Deportes

Los Lakers no fallan más y se deshacen de los Rockets

Los Lakers, un caso de estudio digno del Doctor Jekyll y Mr. Hyde, capaces de lo mejor y de lo peor, exhibieron su mejor cara en el duelo definitivo (4-3) frente a los Rockets de Houston (89-70), y disputarán la final del Oeste contra los Nuggets de Denver.

el 16 sep 2009 / 02:54 h.

Los Lakers, un caso de estudio digno del Doctor Jekyll y Mr. Hyde, capaces de lo mejor y de lo peor, exhibieron su mejor cara en el duelo definitivo (4-3) frente a los Rockets de Houston (89-70), y disputarán la final del Oeste contra los Nuggets de Denver.

Como si de un déjà vu se tratase, los angelinos calcaron su actuación del quinto partido y ganaban por 25 poco antes del descanso (51-26). Para alcanzar esa tranquilidad fue clave un demoledor Pau Gasol, autor de 21 puntos y 18 rebotes, y un excepcional Trevor Ariza, con 15 tantos.

Por Houston, anulado Ron Artest (7 puntos) por Kobe Bryant, destacó el argentino Luis Scola, con 11 puntos y seis rebotes.

Agresivos hasta la extenuación en defensa, hábiles a la hora de recuperar balones e incisivos al máximo en ataque. Así salieron los Lakers, con un parcial de 8-0 que anunciaba la tormenta que esperaba a los Rockets, que fallaron sus primeros nueve lanzamientos, algunos a menos de un metro del aro.

Mucha culpa del gran arranque de los angelinos la tuvieron dos segundos espadas: Trevor Ariza, con dos triples, y el denostado base Derek Fisher, quienes impulsaron el marcador hasta el 17-4, sin apenas participación de Kobe Bryant, que sí dejó su marca en defensa.

Con esa ventaja cómoda, el partido bajó en revoluciones. Muchos errores en el tiro e imprecisiones. Sacó petróleo de la situación Lamar Odom, quien con un triple despertó a los Lakers, definitivamente lanzados tras un rifirrafe entre Artest y Bryant que provocó que éste se desperezara (35-17, m. 18).

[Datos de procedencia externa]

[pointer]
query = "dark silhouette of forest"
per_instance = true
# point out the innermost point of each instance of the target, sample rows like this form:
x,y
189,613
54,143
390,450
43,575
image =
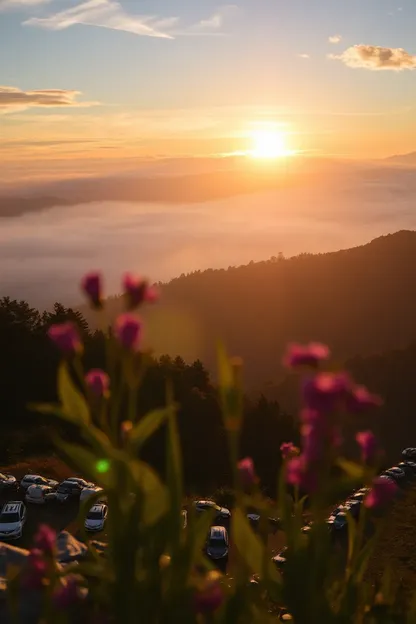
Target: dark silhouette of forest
x,y
358,301
28,366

Antes de llegar al descanso la renta ya era superior a los 20 puntos (51-26), por lo que a los californianos sólo les restaba controlar el ritmo del partido y mantener la intensidad para no verse en problemas.

Para entonces los Lakers habían descubierto que meter balones al interior para Gasol, frente a defensores mucho más bajos como Chuck Hayes o Shane Battier, podía ser un filón frente a los ayer calamitosos Rockets.

El equipo de Phil Jackson no bajó el ritmo ni la intensidad defensiva en la segunda mitad, gracias a la aportación de secundarios como Sasha Vujacic y Jordan Farmar, que ayudaron a mantener el hambre por ganar. Ahora los angelinos quieren nuggets. Y los tendrán desde el martes.